PT: When did you decide you wanted to be a nun?
SBW: At an early age because my second-oldest sister is a nun, so I saw how she did things and how things were. She’s 20 years older.
PT: As a Sister of Mercy, you take four vows: poverty, chastity, obedience and service to women and children. Did any pose a problem for you?
SBW: When I was younger I would have said obedience. Now I would say poverty. I see us as a community with new people coming in, but we’re also an aging community. The reality is less and less of our people are working, and our resources are more limited. The other side is I make a good salary, and that money is not mine. It goes to the community. So a lot of times, there are things you want to do, places you want to go, and you just balance it off.
PT: What if you want to go to Aruba?
SBW: That won’t be happening. I mean we get vacation money but certainly not enough to fly to Aruba and stay – unless I have some real good friends. I mean our home is beautiful. Our life is perfect.

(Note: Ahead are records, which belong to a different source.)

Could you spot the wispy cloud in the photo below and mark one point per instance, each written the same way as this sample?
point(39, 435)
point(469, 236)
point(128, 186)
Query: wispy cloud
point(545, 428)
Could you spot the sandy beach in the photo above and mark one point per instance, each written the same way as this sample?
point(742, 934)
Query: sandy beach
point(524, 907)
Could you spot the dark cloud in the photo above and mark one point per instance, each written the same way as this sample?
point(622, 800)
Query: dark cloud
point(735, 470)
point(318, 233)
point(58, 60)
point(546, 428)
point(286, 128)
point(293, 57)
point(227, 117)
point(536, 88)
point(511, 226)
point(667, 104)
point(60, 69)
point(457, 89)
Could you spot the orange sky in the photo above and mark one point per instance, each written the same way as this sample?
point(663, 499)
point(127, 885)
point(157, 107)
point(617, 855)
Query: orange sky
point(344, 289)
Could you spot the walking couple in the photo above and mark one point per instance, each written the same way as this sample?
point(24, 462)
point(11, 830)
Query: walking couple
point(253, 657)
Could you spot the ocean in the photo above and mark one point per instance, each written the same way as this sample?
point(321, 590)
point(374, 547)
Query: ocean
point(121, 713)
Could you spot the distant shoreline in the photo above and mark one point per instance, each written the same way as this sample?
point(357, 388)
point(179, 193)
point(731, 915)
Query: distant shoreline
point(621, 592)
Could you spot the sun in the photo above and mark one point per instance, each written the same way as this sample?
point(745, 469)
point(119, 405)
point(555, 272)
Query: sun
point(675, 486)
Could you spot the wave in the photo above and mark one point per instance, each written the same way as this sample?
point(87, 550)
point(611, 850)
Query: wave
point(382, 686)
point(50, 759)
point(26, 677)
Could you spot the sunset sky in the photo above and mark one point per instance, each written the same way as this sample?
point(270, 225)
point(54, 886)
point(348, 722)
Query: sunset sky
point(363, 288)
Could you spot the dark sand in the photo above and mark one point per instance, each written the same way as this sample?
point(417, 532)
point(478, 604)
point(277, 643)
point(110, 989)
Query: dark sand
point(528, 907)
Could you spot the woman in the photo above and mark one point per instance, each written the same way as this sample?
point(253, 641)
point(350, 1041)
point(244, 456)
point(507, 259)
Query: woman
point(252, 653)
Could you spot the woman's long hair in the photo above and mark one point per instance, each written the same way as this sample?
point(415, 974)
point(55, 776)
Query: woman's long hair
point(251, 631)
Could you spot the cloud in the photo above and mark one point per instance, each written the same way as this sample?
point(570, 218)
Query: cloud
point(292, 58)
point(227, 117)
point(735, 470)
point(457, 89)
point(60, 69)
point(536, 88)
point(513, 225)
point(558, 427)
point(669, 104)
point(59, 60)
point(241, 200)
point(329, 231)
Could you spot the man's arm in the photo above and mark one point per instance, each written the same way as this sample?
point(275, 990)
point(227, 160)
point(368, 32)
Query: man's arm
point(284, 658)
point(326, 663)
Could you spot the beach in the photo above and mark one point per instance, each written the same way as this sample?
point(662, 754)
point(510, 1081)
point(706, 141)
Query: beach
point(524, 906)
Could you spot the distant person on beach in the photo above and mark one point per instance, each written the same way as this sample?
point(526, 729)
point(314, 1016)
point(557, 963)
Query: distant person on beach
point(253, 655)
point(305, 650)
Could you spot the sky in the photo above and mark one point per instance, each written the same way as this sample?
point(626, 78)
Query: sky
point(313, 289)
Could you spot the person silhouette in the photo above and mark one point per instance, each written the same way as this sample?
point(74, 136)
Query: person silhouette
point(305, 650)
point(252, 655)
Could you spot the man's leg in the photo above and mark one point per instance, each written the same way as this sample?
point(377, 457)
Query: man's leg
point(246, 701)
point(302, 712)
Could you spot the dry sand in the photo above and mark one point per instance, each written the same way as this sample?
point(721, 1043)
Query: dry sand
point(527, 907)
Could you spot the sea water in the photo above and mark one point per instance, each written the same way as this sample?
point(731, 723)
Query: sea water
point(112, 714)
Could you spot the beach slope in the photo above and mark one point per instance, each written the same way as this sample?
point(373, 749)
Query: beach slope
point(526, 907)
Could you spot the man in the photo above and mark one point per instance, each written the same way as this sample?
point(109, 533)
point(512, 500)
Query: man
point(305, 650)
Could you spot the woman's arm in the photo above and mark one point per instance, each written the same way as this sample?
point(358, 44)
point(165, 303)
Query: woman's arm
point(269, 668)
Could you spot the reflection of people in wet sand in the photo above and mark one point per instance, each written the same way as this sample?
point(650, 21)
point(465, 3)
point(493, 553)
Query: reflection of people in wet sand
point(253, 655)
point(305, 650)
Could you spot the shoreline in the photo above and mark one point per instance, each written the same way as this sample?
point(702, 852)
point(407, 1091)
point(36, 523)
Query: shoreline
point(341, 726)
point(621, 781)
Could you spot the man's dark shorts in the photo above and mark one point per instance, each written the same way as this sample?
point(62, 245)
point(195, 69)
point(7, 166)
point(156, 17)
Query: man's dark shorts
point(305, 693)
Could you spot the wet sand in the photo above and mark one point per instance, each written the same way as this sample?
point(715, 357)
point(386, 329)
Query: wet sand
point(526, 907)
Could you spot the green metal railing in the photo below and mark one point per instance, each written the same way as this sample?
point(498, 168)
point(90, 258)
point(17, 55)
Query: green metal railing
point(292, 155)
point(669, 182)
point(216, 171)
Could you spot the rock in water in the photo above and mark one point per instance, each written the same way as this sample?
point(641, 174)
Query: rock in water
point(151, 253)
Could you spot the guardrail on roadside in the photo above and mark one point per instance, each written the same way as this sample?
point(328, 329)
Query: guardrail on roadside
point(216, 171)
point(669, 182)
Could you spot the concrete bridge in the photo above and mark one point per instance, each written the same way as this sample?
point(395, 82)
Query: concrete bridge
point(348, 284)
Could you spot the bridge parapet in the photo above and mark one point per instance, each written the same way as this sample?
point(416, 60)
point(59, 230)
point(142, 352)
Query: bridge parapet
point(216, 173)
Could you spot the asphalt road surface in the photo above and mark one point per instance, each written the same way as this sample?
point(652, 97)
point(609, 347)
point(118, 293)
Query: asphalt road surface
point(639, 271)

PT: What are you known for in your religious community?
SBW: Some people would say I am artistic. I love photography. I love to read, and I think I’m somebody who works hard and plays hard.
PT: What was it like to be a young nun?
SBW: Well, I’m still a young nun, one of the youngest in the community. I think as a young sister I didn’t know any different than what was, so it was just doing what you were told to do. There was a lot of formation, a lot of learning about our history. I was doing something different every day.
PT: What does your religious community do for fun?
SBW: Actually our whole community – well most of us – have pedometers on because we’re doing the Wegmans challenge. We formed groups and compete in categories like numbers of steps taken, number of fruits and vegetables eaten. It’s on a weekly basis. It’s nice to see some of the older sisters who are sometimes on walkers or scooters trying to walk more just to get steps in.
PT: Your numbers are shrinking. What will keep the Sisters of Mercy a viable organization?
SBW: I think a lot of people look at religious life and say it’s a dying breed. It’s really not, and I think if people had a clear picture or clear sense of how we live and what we do and that we really do have fun together, there would be more people coming in. And I think people look at the vow piece and think they could never do that, but it’s not that hard once you are in the midst of it. We celebrate together. We laugh together, and I really can’t imagine myself doing anything else.